I imagine anything that isn't a dilldo attached to a jackhammer, powered by a generator won't be amazing enough for you
Judging by his buldge, this guy is huge. just paid steve to follow him into the bathroom and find out. They had a convo about it.
I woke up in your car in the McDonalds parking lot. What the hell happened to 'no man left behind'?
It's like you are the superhero of getting jizzed on
Hey! I was tired. I threw up in two parking lots yesterday.
Seriously. All i can say is im covered in mud, my jaw hurts, i cannot straighten my arm, egg is everywhere, and there is a dead squirrel.
drinking ice water after you brush your teeth, is like Antarctica blowing a load into your mouth.
I like to think of you as more a magic eight ball of my life's journey?
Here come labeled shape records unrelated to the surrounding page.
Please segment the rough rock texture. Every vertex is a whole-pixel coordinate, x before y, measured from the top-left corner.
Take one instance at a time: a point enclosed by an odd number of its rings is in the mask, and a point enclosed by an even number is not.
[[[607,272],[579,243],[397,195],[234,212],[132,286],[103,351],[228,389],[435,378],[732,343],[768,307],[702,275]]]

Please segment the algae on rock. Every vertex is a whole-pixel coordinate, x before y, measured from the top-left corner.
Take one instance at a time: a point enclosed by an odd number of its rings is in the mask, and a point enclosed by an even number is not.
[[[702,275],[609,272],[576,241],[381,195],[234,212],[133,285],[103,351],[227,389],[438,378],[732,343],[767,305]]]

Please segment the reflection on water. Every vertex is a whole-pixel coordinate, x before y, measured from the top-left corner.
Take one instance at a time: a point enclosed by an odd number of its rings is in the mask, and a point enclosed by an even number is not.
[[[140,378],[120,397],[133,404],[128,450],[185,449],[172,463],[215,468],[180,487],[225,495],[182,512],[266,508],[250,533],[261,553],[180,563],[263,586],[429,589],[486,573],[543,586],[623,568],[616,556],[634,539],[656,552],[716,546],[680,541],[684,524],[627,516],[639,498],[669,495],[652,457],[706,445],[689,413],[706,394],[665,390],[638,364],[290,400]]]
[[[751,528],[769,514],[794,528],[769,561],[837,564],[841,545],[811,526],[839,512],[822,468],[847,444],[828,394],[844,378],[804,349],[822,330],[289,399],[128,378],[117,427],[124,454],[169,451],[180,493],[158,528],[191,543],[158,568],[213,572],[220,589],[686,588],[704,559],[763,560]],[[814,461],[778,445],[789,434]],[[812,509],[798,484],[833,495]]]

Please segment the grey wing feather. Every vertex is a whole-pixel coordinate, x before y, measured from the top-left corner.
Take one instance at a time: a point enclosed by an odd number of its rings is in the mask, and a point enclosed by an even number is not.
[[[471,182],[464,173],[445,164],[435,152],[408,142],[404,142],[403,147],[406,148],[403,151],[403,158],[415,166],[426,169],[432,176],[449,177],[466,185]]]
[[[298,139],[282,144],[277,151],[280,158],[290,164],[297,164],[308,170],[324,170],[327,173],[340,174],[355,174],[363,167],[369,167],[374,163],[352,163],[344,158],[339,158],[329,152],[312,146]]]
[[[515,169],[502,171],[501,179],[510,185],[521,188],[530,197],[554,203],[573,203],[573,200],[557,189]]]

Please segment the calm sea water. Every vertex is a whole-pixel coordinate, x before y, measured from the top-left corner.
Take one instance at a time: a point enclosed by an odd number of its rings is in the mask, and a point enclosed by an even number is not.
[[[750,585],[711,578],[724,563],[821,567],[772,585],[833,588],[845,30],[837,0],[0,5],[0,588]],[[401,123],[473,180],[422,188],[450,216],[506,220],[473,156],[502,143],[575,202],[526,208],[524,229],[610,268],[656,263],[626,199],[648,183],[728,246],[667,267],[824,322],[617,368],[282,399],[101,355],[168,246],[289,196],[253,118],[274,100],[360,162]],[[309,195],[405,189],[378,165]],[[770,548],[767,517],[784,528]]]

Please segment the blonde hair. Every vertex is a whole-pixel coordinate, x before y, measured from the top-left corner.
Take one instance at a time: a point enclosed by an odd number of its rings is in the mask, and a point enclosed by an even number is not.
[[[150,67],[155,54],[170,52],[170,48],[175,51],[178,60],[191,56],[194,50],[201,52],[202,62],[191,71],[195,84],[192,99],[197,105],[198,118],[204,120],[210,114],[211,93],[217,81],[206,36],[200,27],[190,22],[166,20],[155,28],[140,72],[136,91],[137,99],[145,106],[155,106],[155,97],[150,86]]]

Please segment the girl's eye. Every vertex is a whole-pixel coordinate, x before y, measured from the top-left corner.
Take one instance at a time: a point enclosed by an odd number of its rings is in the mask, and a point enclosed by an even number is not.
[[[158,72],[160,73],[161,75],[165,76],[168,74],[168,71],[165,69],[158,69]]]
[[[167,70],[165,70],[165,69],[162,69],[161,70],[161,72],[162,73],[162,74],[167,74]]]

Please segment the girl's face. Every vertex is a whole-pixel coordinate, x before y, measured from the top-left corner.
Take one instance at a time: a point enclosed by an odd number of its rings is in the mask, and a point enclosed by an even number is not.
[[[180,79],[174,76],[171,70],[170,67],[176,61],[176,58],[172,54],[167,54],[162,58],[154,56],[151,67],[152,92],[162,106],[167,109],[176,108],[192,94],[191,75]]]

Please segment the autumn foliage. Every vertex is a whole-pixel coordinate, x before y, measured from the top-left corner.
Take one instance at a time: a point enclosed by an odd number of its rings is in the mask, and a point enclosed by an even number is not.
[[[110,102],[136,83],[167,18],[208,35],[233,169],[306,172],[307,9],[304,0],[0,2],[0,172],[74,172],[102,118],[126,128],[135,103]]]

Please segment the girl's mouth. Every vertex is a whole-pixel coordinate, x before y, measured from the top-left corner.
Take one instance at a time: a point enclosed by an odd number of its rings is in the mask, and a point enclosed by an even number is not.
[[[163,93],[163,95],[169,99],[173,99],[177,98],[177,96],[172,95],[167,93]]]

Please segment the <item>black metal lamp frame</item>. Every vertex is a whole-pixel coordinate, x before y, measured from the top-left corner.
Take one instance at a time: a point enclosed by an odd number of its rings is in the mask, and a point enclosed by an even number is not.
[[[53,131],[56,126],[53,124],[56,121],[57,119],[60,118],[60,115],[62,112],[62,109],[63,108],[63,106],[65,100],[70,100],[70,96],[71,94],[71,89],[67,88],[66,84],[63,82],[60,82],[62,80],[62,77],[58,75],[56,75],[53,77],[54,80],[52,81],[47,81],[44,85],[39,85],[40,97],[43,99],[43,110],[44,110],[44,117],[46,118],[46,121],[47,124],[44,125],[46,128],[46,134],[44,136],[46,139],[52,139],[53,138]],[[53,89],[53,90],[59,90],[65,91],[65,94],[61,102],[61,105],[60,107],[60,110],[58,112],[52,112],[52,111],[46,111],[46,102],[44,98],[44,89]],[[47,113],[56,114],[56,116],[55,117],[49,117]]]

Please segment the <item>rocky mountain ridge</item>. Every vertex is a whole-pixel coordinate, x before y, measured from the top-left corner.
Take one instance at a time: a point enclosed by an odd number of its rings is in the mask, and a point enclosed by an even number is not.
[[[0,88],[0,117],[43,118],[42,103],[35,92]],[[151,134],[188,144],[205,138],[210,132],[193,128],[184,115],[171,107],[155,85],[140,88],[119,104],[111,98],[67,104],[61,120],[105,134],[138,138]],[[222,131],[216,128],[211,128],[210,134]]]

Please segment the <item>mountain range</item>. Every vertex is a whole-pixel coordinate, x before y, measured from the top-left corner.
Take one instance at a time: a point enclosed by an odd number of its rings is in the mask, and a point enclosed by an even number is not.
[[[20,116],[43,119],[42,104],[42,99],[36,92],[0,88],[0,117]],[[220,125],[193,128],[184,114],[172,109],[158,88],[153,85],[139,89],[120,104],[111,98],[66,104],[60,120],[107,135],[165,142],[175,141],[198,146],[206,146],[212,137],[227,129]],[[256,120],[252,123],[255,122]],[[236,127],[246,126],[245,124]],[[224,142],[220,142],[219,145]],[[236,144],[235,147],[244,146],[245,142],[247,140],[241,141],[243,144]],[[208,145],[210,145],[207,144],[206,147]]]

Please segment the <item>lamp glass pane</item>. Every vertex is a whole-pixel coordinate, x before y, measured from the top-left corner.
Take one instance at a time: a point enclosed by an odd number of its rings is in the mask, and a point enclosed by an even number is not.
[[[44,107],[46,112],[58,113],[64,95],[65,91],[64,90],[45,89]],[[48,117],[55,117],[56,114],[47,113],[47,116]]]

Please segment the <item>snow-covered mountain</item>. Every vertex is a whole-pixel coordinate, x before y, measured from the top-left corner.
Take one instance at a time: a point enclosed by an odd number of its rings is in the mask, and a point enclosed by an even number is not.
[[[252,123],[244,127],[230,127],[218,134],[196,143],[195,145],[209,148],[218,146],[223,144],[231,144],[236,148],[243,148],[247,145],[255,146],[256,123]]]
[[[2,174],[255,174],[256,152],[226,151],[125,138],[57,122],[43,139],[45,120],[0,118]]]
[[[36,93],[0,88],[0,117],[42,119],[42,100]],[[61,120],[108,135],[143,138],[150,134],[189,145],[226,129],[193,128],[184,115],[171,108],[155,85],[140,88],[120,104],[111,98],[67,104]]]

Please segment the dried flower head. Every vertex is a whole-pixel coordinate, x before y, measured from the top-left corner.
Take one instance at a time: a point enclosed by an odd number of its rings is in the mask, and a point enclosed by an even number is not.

Good news: I actually puked in my bathroom, the vomit from the living room was actually from someone else.
That's horrible but hilarious
I'm going to miss college.
This is the Santa Claus of hangovers. It just keeps giving.
The guy behind me is talking about how his life goal is to use his knowledge of mathematics to make the world a better place. My only life goal right now is getting through this lecture without throwing up in my lap.
I was going through my settings and the phone randomly started playing "Crazy Little Thing Called Love" by Dwight Yoakum. Out loud. At full volume. I was shitting. There were 3 other people in the bathroom. I love iOS 7.
When a guy asks for your ig but you already know his blood type, social security number, & mother's maiden name.
he had DANDRUFF in his PUBES. 0/10 would not blow again.